私はそう信じ、大介の家のインターホンを鳴らした。
「はあい、あ、葵か」
「ちょっと居候させてください」
「いいよ。てかもう既にそんな感じじゃん(笑)」
「荷物持ってきた!」
「オッケー、中入れて」
ひょい、と重いスーツケースを軽く持ち上げた大介。
やっぱり男の子なんだなあ、と感心していると
「見てないで手伝ってよ(笑)」
と彼は笑った。
「はあい」
大介は、使っていないパソコン部屋を私にくれた。
結構広い部屋で、本当にもらっていいのか、と聞くと大丈夫、大丈夫と気軽に答えてくれた。
本当に、大介には感謝しかない。
私は部屋を見回していると、私のものを整理してくれている大介が声をあげた。
「おい、なにこれ」
「ん?」
大介が持っていたのは、写真だった。
「ああ。
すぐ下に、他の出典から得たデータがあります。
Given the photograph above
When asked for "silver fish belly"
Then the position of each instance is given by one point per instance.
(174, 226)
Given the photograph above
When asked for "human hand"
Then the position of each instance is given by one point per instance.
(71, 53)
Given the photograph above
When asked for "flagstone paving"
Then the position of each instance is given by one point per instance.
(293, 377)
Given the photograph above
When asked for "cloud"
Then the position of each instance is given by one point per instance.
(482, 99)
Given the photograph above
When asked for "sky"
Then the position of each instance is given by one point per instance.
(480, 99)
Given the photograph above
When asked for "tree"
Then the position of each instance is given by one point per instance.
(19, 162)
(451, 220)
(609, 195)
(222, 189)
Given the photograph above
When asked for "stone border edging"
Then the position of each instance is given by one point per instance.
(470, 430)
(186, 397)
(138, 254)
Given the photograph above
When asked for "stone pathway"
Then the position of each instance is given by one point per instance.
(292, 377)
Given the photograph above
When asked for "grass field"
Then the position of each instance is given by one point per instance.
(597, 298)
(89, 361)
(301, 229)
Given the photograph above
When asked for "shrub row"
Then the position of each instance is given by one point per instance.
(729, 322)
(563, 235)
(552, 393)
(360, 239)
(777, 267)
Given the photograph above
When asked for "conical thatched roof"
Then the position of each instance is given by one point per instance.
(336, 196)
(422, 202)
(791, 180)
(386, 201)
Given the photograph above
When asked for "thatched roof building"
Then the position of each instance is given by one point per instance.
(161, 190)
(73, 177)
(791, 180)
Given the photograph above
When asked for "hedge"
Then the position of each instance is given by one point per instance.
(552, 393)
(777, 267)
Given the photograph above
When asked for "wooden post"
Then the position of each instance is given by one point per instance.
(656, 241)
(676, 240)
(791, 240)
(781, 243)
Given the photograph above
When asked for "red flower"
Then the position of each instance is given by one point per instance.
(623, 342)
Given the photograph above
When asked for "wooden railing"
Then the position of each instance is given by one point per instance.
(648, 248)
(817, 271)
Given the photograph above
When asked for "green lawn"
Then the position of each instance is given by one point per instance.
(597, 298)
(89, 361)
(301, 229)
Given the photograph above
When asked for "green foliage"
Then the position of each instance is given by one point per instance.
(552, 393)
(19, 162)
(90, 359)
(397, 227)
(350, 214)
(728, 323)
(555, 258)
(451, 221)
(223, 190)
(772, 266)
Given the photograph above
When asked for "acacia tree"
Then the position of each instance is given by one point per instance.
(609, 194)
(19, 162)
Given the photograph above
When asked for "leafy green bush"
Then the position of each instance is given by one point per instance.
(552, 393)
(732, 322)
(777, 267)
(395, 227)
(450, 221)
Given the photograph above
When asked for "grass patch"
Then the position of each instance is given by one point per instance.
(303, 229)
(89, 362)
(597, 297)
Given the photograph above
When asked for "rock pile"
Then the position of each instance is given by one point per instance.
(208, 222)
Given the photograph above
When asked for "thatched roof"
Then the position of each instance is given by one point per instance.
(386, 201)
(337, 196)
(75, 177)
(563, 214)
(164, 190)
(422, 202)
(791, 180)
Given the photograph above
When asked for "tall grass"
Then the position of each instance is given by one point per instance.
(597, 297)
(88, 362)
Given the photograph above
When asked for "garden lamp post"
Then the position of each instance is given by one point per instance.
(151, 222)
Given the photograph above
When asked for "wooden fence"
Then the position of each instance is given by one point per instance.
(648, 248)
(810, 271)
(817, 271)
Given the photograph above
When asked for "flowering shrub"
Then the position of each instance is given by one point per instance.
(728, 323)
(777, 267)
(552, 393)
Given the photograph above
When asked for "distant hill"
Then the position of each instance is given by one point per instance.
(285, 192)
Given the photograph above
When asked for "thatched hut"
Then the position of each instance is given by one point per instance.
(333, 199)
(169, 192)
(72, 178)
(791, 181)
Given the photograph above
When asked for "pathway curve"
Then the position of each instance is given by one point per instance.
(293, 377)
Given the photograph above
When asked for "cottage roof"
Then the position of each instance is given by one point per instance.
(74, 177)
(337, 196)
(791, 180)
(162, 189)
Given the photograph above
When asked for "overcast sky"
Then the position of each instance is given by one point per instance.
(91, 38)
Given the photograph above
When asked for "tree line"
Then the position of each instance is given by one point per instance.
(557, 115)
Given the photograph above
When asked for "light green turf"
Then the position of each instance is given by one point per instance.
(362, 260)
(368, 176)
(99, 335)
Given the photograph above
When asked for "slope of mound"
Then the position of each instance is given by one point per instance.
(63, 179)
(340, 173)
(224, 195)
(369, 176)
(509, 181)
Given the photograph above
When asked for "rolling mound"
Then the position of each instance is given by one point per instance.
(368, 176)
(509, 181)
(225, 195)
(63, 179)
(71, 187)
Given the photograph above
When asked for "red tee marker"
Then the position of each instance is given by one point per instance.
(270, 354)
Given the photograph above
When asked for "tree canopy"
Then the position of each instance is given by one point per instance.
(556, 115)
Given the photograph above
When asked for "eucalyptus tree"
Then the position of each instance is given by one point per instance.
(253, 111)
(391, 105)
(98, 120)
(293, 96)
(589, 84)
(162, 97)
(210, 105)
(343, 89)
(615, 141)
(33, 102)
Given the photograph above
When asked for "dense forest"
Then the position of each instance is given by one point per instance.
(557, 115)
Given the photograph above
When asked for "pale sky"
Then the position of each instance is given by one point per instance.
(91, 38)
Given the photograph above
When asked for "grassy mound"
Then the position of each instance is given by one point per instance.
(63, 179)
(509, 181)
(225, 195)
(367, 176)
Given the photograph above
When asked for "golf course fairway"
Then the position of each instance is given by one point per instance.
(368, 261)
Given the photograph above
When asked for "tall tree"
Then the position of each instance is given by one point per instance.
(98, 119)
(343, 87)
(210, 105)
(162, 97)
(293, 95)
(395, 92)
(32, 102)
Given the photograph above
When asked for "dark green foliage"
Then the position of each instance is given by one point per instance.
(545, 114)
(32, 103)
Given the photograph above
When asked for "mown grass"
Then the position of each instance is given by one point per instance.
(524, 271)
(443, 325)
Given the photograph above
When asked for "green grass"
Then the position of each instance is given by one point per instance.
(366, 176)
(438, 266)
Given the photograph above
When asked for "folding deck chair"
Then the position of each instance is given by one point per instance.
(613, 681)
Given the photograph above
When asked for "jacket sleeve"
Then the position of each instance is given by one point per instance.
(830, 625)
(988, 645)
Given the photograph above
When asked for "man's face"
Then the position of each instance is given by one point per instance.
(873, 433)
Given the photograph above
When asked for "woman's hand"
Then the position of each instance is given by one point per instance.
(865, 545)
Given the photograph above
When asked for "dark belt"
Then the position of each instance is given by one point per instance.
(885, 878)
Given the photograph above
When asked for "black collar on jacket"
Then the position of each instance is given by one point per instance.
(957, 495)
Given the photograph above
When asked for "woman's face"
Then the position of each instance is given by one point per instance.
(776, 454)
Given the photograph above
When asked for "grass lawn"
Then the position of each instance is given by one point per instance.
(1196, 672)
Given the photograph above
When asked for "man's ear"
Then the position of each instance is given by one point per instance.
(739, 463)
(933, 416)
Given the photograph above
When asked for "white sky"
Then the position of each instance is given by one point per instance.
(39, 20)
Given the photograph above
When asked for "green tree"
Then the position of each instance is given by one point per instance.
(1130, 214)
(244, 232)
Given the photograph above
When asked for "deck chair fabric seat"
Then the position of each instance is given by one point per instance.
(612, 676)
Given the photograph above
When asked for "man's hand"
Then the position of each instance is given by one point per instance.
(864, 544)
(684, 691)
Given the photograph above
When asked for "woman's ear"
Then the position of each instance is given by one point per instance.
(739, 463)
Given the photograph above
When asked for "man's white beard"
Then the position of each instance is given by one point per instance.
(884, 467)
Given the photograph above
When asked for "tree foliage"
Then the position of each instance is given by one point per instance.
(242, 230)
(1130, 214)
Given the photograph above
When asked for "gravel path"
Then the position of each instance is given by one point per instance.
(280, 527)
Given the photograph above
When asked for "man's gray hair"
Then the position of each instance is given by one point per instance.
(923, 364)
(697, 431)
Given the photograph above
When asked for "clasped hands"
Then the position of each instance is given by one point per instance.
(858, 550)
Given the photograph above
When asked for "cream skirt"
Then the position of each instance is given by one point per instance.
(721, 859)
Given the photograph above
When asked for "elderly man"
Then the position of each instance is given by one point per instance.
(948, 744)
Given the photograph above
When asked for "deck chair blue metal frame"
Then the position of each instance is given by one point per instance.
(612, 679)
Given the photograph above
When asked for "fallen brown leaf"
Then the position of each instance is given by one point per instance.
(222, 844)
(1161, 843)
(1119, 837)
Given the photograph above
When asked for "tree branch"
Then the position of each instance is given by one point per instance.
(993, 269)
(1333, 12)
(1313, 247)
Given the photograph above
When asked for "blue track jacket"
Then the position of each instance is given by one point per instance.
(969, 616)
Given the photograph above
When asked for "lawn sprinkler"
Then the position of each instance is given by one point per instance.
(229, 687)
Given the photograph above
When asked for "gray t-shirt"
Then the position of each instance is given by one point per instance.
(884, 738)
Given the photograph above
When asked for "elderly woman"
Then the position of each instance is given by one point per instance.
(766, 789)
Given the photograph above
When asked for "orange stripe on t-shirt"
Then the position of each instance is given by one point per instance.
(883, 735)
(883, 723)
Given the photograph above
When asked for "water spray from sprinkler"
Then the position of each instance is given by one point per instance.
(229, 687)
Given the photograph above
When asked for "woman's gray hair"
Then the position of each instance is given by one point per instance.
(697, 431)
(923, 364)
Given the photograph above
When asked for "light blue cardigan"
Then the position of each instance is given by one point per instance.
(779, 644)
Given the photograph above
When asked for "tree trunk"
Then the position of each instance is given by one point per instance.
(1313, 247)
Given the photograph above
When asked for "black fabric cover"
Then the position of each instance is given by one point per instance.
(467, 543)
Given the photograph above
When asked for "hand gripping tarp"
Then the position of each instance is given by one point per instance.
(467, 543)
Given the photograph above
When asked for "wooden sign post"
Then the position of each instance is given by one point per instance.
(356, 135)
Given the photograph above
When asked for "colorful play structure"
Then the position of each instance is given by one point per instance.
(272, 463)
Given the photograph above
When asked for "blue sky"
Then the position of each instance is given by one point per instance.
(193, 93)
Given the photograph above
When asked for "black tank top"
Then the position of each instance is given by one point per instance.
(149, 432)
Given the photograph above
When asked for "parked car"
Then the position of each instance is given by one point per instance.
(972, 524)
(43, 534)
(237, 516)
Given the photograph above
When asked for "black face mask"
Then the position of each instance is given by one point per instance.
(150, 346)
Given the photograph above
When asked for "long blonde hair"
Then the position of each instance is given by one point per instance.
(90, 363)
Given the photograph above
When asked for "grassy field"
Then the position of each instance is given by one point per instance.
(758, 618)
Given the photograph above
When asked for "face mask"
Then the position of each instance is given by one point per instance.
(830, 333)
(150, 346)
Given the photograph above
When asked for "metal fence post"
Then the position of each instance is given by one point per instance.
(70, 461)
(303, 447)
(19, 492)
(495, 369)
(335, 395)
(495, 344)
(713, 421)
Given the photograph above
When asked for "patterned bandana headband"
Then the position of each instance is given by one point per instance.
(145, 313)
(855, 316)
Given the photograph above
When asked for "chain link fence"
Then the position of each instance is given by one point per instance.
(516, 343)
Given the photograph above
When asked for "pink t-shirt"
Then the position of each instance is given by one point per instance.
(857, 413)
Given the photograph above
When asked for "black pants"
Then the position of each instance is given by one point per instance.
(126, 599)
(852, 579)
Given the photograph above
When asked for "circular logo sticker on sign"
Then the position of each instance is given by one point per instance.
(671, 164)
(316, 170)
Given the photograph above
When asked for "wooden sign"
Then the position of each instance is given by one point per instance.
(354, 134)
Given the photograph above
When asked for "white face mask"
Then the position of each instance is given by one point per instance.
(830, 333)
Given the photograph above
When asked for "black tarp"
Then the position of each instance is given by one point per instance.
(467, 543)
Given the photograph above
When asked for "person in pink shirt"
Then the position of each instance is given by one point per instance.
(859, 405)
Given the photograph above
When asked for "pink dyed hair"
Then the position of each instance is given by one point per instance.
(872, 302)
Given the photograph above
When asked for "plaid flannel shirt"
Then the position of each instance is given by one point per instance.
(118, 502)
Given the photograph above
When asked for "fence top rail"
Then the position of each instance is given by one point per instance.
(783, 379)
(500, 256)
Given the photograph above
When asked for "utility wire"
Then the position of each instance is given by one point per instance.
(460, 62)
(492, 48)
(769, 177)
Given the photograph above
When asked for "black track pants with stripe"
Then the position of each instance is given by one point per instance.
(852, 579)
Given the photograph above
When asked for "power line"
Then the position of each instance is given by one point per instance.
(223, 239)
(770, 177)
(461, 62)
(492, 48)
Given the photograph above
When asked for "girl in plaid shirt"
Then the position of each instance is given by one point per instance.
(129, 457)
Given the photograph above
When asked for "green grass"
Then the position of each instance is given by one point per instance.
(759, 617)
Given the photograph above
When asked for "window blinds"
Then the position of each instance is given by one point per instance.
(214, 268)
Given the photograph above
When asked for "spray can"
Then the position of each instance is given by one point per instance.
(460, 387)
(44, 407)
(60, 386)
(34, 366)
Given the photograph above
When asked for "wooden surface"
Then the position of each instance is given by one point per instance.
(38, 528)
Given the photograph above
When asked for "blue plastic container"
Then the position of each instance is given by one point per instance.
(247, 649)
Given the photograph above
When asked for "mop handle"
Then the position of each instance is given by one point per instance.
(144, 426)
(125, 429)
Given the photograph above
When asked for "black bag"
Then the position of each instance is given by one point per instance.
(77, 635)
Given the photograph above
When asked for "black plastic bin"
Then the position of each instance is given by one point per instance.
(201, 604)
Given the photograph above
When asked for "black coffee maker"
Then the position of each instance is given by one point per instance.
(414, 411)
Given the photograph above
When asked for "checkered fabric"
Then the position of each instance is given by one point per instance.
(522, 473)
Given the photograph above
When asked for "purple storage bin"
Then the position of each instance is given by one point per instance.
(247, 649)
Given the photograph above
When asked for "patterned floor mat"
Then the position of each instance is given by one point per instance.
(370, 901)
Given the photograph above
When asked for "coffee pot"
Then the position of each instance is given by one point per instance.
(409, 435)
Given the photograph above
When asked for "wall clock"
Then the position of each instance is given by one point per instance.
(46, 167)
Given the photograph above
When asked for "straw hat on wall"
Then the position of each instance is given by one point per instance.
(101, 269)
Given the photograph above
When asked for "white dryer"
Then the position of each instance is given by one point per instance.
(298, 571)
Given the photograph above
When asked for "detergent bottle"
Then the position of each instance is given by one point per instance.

それお気に入りのやつ。持ってきちゃった、なんか捨てられなくて」
「はあ、未練あんのかよ」
「だって勢いで言っちゃったところもあるし」
「ホントそう言うところよくない」
「わかってるよ、そんなこと!」
あ、また悪い癖が出た。
私は何かと短気だ。イライラしやすい。
そんな自分が、大嫌いだ。
「ごめんな、言いすぎたわ」
「ううん、私も悪かった。」
私の目には、うっすら涙が浮かんでいた。